Delta obtained critical success. The track "Gizeh" hit number one on Bandeapart.fm's interactive charts, and number 5 on the Baromètre charts (Quebec indy radio network). "Gizeh" appeared on the compilation CD of DJ Marco G, and "Ole Man" was included in the compilation CD Québec Émergent 2007 as well as on the TEA South yearly compilation.
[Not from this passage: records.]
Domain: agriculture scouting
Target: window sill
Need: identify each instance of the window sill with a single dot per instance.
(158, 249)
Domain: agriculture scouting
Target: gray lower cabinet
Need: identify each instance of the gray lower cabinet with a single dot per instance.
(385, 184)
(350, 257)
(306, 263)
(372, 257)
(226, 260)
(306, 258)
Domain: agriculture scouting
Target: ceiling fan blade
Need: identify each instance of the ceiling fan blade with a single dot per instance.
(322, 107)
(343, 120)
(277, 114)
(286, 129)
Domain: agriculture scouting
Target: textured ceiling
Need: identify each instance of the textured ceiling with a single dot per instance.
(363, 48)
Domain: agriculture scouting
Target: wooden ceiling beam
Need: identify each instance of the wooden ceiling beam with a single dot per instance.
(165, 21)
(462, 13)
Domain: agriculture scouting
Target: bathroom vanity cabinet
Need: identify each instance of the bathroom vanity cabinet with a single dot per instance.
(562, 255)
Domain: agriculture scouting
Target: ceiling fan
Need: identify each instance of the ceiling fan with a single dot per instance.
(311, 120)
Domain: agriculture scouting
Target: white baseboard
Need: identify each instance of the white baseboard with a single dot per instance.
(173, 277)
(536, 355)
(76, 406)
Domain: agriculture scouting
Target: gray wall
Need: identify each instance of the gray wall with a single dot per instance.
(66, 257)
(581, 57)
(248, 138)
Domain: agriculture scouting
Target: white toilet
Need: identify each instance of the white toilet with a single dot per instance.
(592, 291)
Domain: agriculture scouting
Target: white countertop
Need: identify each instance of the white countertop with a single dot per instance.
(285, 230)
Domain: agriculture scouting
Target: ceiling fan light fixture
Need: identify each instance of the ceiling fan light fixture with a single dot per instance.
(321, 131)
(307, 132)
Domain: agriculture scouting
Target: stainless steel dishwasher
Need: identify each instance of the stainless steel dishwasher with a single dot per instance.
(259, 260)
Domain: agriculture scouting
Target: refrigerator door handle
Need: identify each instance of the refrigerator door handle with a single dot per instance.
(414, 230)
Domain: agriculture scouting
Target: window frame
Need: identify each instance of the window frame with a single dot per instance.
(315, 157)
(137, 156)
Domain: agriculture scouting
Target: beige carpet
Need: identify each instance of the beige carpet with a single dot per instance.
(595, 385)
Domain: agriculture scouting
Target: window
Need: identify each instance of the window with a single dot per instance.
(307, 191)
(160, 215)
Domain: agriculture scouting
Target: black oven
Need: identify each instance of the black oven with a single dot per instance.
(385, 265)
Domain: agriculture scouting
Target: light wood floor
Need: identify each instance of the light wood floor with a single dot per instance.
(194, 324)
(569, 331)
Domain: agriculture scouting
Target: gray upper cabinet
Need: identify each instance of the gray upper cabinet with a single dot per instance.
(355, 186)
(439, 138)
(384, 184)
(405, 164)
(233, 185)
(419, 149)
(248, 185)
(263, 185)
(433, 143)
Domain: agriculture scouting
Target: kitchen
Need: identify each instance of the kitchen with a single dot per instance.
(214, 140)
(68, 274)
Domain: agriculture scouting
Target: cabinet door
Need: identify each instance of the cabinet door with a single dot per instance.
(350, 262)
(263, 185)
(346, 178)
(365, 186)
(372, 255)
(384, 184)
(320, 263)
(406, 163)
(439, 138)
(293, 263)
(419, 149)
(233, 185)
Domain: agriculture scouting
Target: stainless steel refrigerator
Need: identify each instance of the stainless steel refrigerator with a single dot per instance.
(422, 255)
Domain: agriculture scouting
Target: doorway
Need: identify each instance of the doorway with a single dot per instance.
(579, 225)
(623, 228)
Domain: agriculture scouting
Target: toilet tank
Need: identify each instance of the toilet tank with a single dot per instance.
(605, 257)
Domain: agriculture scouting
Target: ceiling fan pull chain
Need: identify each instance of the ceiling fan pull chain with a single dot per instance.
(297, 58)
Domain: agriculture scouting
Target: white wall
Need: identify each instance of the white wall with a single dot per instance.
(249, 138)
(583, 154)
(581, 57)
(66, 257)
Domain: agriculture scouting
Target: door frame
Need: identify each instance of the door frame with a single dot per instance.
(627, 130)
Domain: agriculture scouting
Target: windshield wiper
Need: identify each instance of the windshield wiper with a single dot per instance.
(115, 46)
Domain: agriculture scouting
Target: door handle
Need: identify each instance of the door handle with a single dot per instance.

Excellent reviews of Delta came from DJ Claude Rajotte of Radio-Canada, Réjean Beaucage, of Voir Magazine, Isabelle Bédard-Brûlé of Impact-Campus, who wrote that Delta is an album "to discover for its organic vision of electro, that goes to the end of the possibilities". The Journal de Québec said that Delta has "a clear genius for a concise, discrete, and efficient adaptation of some of the best pages of psychedelic garage rock...Our choice of the week". According to poet and critic Tony Tremblay of Bandeapart.fm, "That's Delta : a strange psychedelic trek in a sweet and intense musical dream. Water on Mars played the 2007 Festival d'été de Québec. At the 2007 ADISQ awards, Delta was nominated for Electronic Music Album of the Year.

==2009 - Labrador Skyline==
In 2009, Water on Mars released their third album, Labrador Skyline. By now, Sylvain Harvey had left the band; drums on this album were played by Marco Grenier.

In 2017, the Navarro songs "Noosphère Blues" and "Anticlérical Funk" were included in Les Disques Passeport's compilation CD Remixer le Québec.